In Bracing Terms, Trump Invokes War’s Human Toll to Defend His Policies , It is the most solemn of rituals for American presidents: comforting the soldiers wounded under his command or the families of those who have died. For generations,
Presidents have typically discussed those encounters in the most delicate of tones. “The hardest thing I have to do, by far, much harder than the witch hunt, is signing letters to parents of soldiers that have been killed,” President Donald Trump said at the White House this month.
But in arguing that there must be an end to “endless wars” in Afghanistan and more recently in Syria, Trump has given graphic accounts of distraught widows and disfigured soldiers in terms rarely, if ever, heard from a president before. In one recent instance, he said he had seen grieving family members “make sounds, scream and cry like you’ve never seen before.”
Trump has particularly focused on describing the ceremony of transferring the flag-draped coffins of U.S. soldiers killed overseas from the military cargo planes that have brought their remains home to Dover Air Force Base in Delaware.
In his telling, it is a gut-wrenching ordeal, a scene of anguish from the families of the fallen that bolsters his determination to bring American soldiers home from overseas conflicts.
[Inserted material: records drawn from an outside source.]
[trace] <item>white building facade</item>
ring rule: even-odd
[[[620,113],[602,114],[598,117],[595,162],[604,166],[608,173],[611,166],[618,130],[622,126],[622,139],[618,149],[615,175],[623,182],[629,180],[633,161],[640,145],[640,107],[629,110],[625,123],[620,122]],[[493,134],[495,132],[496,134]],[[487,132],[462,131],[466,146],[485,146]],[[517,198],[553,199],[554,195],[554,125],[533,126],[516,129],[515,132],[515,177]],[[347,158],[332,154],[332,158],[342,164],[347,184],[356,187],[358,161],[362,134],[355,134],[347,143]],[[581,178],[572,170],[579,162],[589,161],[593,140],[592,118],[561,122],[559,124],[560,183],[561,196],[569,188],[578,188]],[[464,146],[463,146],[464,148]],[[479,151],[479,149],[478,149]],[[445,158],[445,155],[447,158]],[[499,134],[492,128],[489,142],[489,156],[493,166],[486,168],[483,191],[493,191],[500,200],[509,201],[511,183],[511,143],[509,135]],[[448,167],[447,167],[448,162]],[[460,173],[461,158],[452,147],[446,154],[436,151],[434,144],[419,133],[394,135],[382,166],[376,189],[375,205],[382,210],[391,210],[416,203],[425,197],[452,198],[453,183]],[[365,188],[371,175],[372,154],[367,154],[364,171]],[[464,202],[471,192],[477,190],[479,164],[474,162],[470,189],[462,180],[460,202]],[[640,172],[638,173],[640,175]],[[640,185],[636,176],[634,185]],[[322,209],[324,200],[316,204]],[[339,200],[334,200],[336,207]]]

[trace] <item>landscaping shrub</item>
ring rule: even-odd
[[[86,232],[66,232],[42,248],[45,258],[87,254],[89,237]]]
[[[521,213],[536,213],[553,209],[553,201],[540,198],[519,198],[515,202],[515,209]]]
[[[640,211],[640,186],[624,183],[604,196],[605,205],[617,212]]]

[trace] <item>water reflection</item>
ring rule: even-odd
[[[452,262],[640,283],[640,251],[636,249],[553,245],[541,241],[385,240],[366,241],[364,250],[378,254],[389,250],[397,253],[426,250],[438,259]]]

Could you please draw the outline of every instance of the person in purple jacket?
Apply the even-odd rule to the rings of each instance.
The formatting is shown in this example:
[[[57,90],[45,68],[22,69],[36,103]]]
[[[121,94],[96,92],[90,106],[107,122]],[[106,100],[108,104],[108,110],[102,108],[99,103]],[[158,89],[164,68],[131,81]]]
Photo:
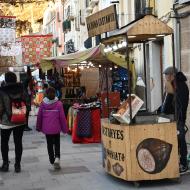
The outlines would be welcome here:
[[[39,108],[36,130],[46,135],[49,161],[55,169],[60,169],[60,133],[68,132],[67,122],[55,89],[49,87],[46,95]]]

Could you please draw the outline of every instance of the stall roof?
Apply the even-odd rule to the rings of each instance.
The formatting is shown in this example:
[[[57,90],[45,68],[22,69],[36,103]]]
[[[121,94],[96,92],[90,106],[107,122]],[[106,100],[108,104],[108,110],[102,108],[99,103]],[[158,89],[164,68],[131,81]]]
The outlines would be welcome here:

The public shares that desire, according to one recent survey, which found that 46% of Americans believe that military intervention makes the country less safe, while just 27% believe the opposite.
All recent presidents have struggled with the cost of war, and how to speak publicly about it, and to many of his supporters, Trump is talking in authentic and admirably frank terms about a reality many Americans and Washington policymakers never confront.